Al llegar de nuevo la Santa Cruz a Jerusalén, el emperador Heraclio dispuso acompañarla en solemne procesión a través de la ciudad santa, y quiso el emperador cargarla vestido con todos los lujosos ornamentos reales. Pero al ponerse el madero en el hombro quedó paralizado. El Patriarca Zacarías, que iba a su lado, le indicó que todo aquel esplendor imperial iba en desacuerdo con el aspecto humilde y doloroso de Cristo cuando iba cargando la cruz por esas mismas calles de Jerusalén. Entonces el emperador se despojó de su atuendo imperial y, con simples vestiduras, avanzó sin dificultad seguido por todo el pueblo hasta dejar la Cruz en el sitio donde antes era venerada.

Para evitar nuevos robos, la Santa Cruz fue partida en varios pedazos.
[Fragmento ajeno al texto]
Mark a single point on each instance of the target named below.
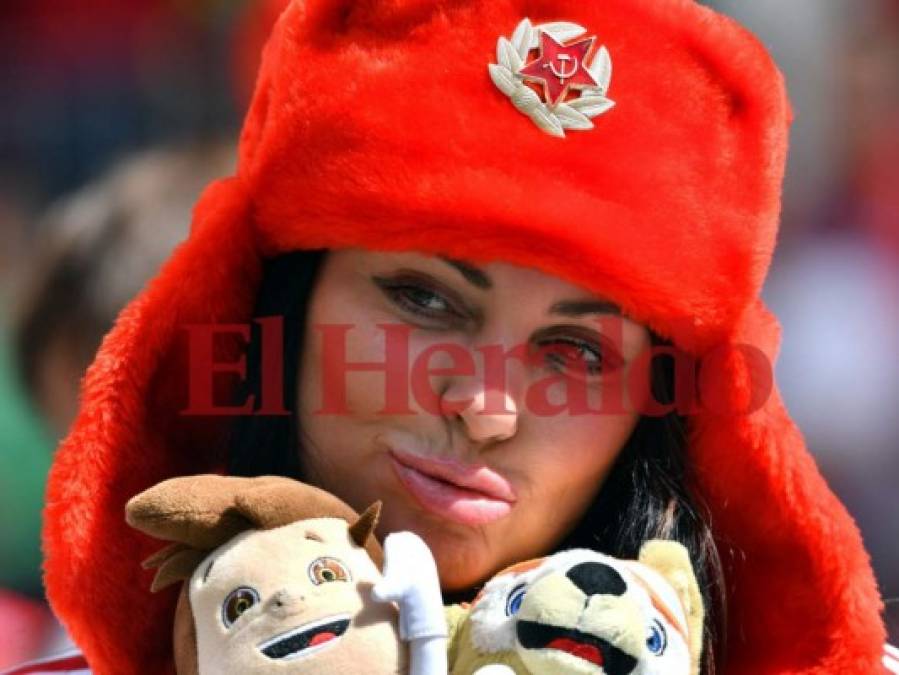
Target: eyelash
(399, 293)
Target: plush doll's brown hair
(200, 513)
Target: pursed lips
(476, 478)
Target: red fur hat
(378, 124)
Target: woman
(417, 139)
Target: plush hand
(411, 580)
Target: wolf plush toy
(580, 612)
(278, 577)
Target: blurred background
(116, 115)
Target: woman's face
(490, 464)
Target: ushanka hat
(633, 147)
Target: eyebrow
(474, 276)
(570, 308)
(581, 307)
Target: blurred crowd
(116, 115)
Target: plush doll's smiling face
(293, 599)
(581, 612)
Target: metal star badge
(573, 83)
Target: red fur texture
(374, 124)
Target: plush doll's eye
(326, 570)
(513, 602)
(238, 602)
(656, 638)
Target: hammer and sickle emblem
(562, 74)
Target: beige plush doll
(580, 612)
(278, 578)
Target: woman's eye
(576, 355)
(238, 602)
(418, 299)
(656, 638)
(327, 570)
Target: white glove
(411, 581)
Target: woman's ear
(672, 561)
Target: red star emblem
(560, 67)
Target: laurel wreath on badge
(574, 114)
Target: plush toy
(580, 612)
(280, 577)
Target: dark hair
(649, 493)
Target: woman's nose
(491, 415)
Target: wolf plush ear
(672, 560)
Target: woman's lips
(471, 495)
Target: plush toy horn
(362, 529)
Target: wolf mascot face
(585, 613)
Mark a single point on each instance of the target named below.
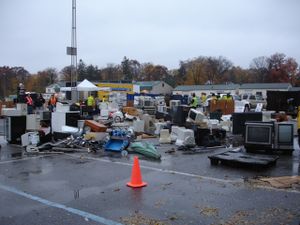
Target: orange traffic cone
(136, 176)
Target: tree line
(200, 70)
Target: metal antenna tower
(73, 52)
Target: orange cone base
(143, 184)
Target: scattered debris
(140, 219)
(144, 148)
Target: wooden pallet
(243, 159)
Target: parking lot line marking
(163, 170)
(236, 181)
(23, 159)
(60, 206)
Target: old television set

Uno fue llevado a Roma, otro a Constantinopla, otro se quedó en Jerusalén y otro se partió en pequeñas astillas para repartirlas por las iglesias del mundo entero, que llamaron Veracruz (verdadera cruz), siendo precisamente este el origen de muchas hermandades de la Vera Cruz en España.

Hoy día no se conservan todas las reliquias de la Vera Cruz encontrada por Santa Elena. La llevada a Constantinopla se perdió en una batalla en el siglo VIII e igual suerte tuvo en el año 1187 la parte que quedó en Jerusalén, cuando los cruzados la llevaron a una batalla.

Numerosas Hermandades y Cofradías de la Vera Cruz en España poseen reliquias de la Vera Cruz, autenticadas por documentos oficiales de la Iglesia y refrendadas por el lacre de las mismas bajo los relicarios que las contienen.

Ese el caso de la reliquia de la Vera Cruz que posee la Confraternidad, donada por D. Javier Fal-Conde Macías (q.e.p.d.), en los años sesenta del pasado siglo XX. Recibe culto en un relicario de plata con forma de cruz arbórea, cuya realización fue posible gracias a la generosidad de Dña. Remedios Duque García (q.e.p.d.), esposa que fuera de D. Cayetano Pantojo López.

Esta sagrada reliquia del Lignum Crucis se custodia en la Capilla del Dulce Nombre de Jesús de la ciudad de Sevilla, sede canónica de la Confraternidad, estando a disposición de aquellas Hermandades y Cofradías integradas en la Confraternidad que no posean otra reliquia del Santo Árbol de la Cruz.